Imi was eventually picked up by a British ship on its way to Egypt where he joined the Czech legion which was under British command. He was engaged in military operations primarily in Libya.

Lichtenfel eventually reached Palestine in 1942 where he was recruited by the head of the Haganah; a paramilitary organization that had been set up to defend the Jewish settlements. This organization later became the core of the Israel Defense Forces (IDF).

The Israel Defense Forces (IDF)

In 1944, Imi began training Haganah soldiers, including elite units, in various fields such as physical fitness, swimming, wrestling and hand-to-hand combat.
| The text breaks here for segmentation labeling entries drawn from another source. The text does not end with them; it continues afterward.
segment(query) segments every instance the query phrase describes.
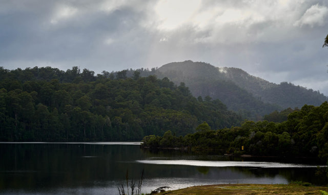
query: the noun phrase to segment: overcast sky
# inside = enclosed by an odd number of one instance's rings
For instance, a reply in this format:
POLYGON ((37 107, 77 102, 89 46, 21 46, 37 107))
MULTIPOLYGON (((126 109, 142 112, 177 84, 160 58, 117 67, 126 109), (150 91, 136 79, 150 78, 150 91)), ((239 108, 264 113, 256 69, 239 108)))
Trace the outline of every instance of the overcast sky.
POLYGON ((0 0, 0 66, 99 73, 191 60, 328 95, 326 0, 0 0))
This training was called Kapap (an acronym for Krav Panim L’panim "face-to-face combat"). Ultimately, the fighting style would be renamed Krav Maga.

When the Israel Defense Forces (IDF) were formed following the creation of the State of Israel in 1948, Imi became chief instructor at the IDF School of Combat Fitness. There, for 15 years, he developed and refined his hand-to-hand combat system.

After he finished his active duty in 1963, Imi began adapting and modifying Krav Maga to police forces and civilian needs.

The Israeli Krav Maga Association (IKMA or KAMI)

The first Krav Maga course for civilian took place at the Wingate Institute in Netanya, Israel, in 1971, under the direct supervision of Imi Lichtenfeld.

Among some of the first students to receive a black belt in the civilian curriculum were: Haim Gidon, Eli Avikzar, Eyal Yanilov, Richard Douieb (France), Raphy Elgrissy, Haim Zut, Kobi Lichtenstein, Yaron Lichtenstein, Miki Assulin (GB).

In 1978 the "Federation for Krav Maga and Self Defense" was created with the assistance of Imi's top students: Barak Yehoshua (Head of the Professional Committee), Tsvi Morik (Secretary), Haim Zut, Eli Avikzar, Rafi Algrisi, Haim Gidon, and Oskar Klein.

Eli Avikzar was elected to the head of rank committee and Colonel David Ben Asher was elected to the Executive Director.

The name of the organization was changed to "Israeli Krav Maga Association" (IKMA or KAMI) in 1980.

Under Imi, components from several traditional martial arts were incorporated into Krav Maga training: Judo in 1965, and later in the 1970s, Aikido under the influence of Eli Avikzar, and groundwork by Haim Gidon.

Avikzar received his Aikido brown belt in France in the early 1970s and a black belt from the European Federation in 1977.

In 1976, Eli Avikzar joined the IDF as head of the Krav Maga section. He continued to develop Krav Maga within the IDF until his retirement in 1987. Boaz Aviram, who succeeded him, became the third person to hold the position. He was the last IDF head instructor to have studied directly with Imi Lichtenfeld.

Imi and his senior instructors worked together to improve Krav Maga by incorporating techniques from other martial arts and combat sports, counter-defences and modified weapons defences (particularly knife defence techniques).

Beyond the borders of Israel

In 1981, a group of senior instructors traveled to the USA to demonstrate their system. The first Krav Maga training seminar outside Israel was directed by Eyal Yanilov.

With the emergence of the second generation of instructors came internal conflicts over the management of the organization and differences in opinion over the efficacy of techniques. This led to the creation of a number of splinter organizations all claiming to teach the true Krav Maga!

In 1994 Haim Gidon was elected as IKMA president.

With the development of Krav Maga on the international scene, arose the need for an international organization. In 1995 the International Krav Maga Federation was founded by a number of Imi's students such as Avi Moyal (the actual IKMF chairman), Eyal Yanilov and Gabi Noah.

Imi Lichtenfeld died in Netanya, Israel, on January 9, 1998 at the age of 87.


Until the 1980ies, the organisation of Krav Maga was quite simple. The IKMA, presided by Imi Lichtenfeld, was the governing body.

When the system started to spread outside Israel and dissensions within IKMA grew bigger, numerous organisations, affiliated or not to the IKMA, appeared.

Many of Imi's students started their Krav Maga schools and in many cases created their own organizations.

Like any other form of martial arts, the original system has now been subject to change, modernisation and in some cases bastardisation.